Je pense qu'il faut avoir ces conversations dans les familles où vous avez des garçons et des filles. Il faut les responsabiliser de la même manière. Vous pouvez avoir un garçon qui n'a pas l'esprit d'entreprise alors que votre fille l'a. Il faut bousculer les normes sociales au sein des familles, avant de parler du système d'éducation. Si ces jeunes filles rentrent chez elles et que leur parents leurs disent « Tu ne peux pas être ingénieure parce que tu es une fille, deviens plutôt infirmière », elles seront nombreuses à ne pas réussir. Il faut vraiment démystifier tout cela. C'est pour ça que les familles ont un rôle important à jouer.

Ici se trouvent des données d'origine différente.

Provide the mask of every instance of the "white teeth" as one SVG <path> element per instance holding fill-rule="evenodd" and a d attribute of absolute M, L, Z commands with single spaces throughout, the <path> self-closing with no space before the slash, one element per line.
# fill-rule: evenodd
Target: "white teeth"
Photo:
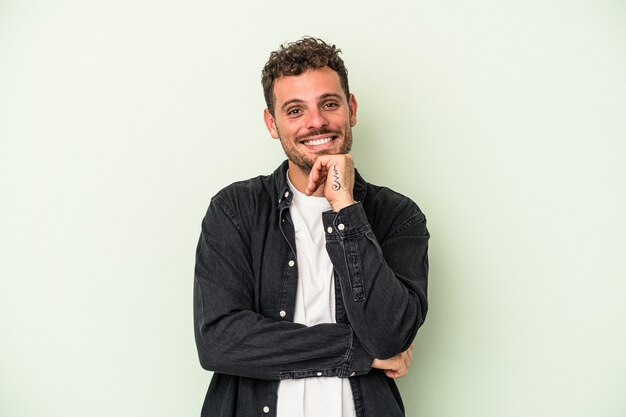
<path fill-rule="evenodd" d="M 317 146 L 317 145 L 323 145 L 325 143 L 328 143 L 331 140 L 333 140 L 332 137 L 324 138 L 324 139 L 307 140 L 306 142 L 304 142 L 304 144 L 307 146 Z"/>

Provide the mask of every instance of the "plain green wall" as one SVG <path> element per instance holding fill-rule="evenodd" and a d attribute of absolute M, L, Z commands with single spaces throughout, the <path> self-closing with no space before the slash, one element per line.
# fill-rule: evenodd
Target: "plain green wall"
<path fill-rule="evenodd" d="M 626 415 L 623 1 L 0 1 L 0 416 L 198 416 L 210 197 L 260 71 L 339 45 L 354 158 L 429 219 L 409 417 Z"/>

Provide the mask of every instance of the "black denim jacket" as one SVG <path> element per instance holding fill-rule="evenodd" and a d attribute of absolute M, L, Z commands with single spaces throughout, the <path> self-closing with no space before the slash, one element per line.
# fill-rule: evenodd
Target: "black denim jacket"
<path fill-rule="evenodd" d="M 202 416 L 275 416 L 281 379 L 328 377 L 350 378 L 358 417 L 403 416 L 394 381 L 370 366 L 406 350 L 424 322 L 426 219 L 410 199 L 357 173 L 359 203 L 322 214 L 337 323 L 293 323 L 298 265 L 286 170 L 287 162 L 226 187 L 202 222 L 195 337 L 201 365 L 214 371 Z"/>

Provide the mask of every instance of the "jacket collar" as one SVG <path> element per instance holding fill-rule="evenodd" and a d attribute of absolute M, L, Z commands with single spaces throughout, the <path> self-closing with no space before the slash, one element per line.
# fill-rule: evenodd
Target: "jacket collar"
<path fill-rule="evenodd" d="M 272 180 L 276 186 L 277 201 L 280 208 L 288 207 L 291 204 L 293 194 L 287 184 L 287 169 L 289 168 L 289 161 L 285 160 L 282 164 L 272 173 Z M 365 194 L 367 191 L 367 182 L 361 177 L 359 171 L 354 170 L 354 199 L 356 201 L 365 200 Z"/>

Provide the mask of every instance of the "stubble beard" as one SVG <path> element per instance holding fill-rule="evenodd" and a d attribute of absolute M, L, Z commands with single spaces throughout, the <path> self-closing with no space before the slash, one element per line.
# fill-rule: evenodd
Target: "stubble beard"
<path fill-rule="evenodd" d="M 339 132 L 334 132 L 331 130 L 320 130 L 317 132 L 313 132 L 313 134 L 311 134 L 310 136 L 324 135 L 327 133 L 337 134 Z M 300 140 L 302 139 L 298 139 L 298 141 Z M 338 138 L 335 140 L 338 140 Z M 295 146 L 294 147 L 285 146 L 285 142 L 283 141 L 282 138 L 280 139 L 280 144 L 282 145 L 283 151 L 285 151 L 285 155 L 287 155 L 287 158 L 291 162 L 293 162 L 298 168 L 300 168 L 300 170 L 303 173 L 308 175 L 311 172 L 311 169 L 313 169 L 313 164 L 315 164 L 315 159 L 310 159 L 306 155 L 298 152 L 295 149 Z M 339 151 L 337 152 L 337 154 L 347 154 L 350 152 L 351 149 L 352 149 L 352 129 L 348 128 L 348 130 L 346 130 L 346 135 L 343 138 L 343 143 L 341 144 L 341 148 L 339 148 Z M 329 154 L 331 154 L 331 152 L 328 152 L 328 151 L 318 152 L 318 155 L 329 155 Z"/>

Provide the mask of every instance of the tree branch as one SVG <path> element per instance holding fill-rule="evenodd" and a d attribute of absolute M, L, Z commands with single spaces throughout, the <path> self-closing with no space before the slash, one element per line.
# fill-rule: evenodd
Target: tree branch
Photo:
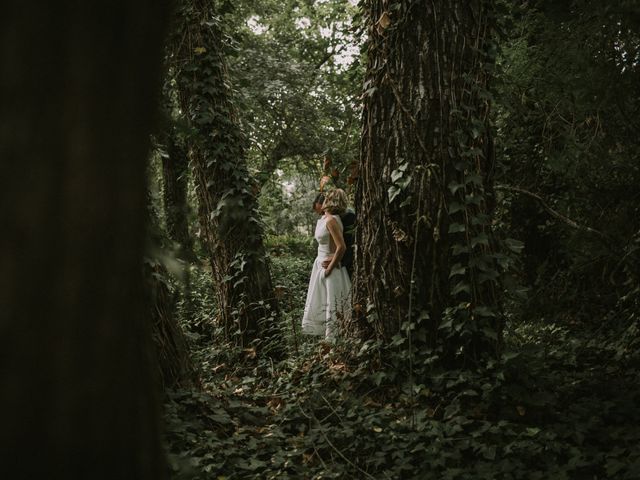
<path fill-rule="evenodd" d="M 586 225 L 580 225 L 578 222 L 576 222 L 575 220 L 570 219 L 569 217 L 566 217 L 564 215 L 562 215 L 561 213 L 557 212 L 556 210 L 554 210 L 553 208 L 551 208 L 549 206 L 549 204 L 547 204 L 547 202 L 538 194 L 530 192 L 529 190 L 525 190 L 524 188 L 520 188 L 520 187 L 512 187 L 509 185 L 496 185 L 494 187 L 495 190 L 503 190 L 503 191 L 508 191 L 508 192 L 514 192 L 514 193 L 520 193 L 523 195 L 526 195 L 530 198 L 533 198 L 534 200 L 537 200 L 537 202 L 540 204 L 540 206 L 552 217 L 560 220 L 562 223 L 564 223 L 565 225 L 569 225 L 571 228 L 574 228 L 576 230 L 581 230 L 583 232 L 588 232 L 591 233 L 593 235 L 596 235 L 598 237 L 600 237 L 602 240 L 607 241 L 608 238 L 607 236 L 602 233 L 599 230 L 596 230 L 594 228 L 588 227 Z"/>

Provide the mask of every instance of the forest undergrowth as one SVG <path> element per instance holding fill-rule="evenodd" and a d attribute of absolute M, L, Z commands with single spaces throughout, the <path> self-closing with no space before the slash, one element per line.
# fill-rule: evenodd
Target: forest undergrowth
<path fill-rule="evenodd" d="M 415 357 L 410 375 L 400 349 L 300 337 L 309 245 L 269 245 L 290 352 L 279 363 L 216 344 L 196 278 L 183 326 L 201 384 L 166 398 L 172 478 L 640 478 L 638 353 L 619 333 L 512 318 L 500 361 Z"/>

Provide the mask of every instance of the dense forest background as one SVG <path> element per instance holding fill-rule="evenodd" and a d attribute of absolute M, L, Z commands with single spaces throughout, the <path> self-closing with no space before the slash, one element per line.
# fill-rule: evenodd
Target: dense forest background
<path fill-rule="evenodd" d="M 636 0 L 13 3 L 12 478 L 640 478 Z"/>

Mais je suis très optimiste ! Les jeunes femmes de la nouvelle génération sont plus autonomes. Lorsqu'elles deviennent mères, elles transmettent leur connaissances, elles autonomisent leurs filles. Donc je pense qu'à l'avenir de plus en plus de femmes auront des chances égales aux hommes dans n'importe quel domaine. Peu importe à quel point cela peut sembler complexe.
Quel conseil donneriez-vous aux jeunes femmes africaines pour les encourager à innover, à creer des entreprises ?
En tant que femmes africaines, nous devons avoir en tête que nous représentons la part la plus importante de la population. Ca veut dire qu'aucune femme ne doit être laissée de côté. Mais n'attendons pas que des champions masculins nous invitent à leur table pour prendre des décisions ou nous donner des opportunités. C'est à nous de le faire ! Alors, à toutes les femmes africaines : vous pouvez le faire !
A noter que le Salon VivaTech ouvre ses portes au grand public demain (samedi) à la Porte de Versailles, à Paris.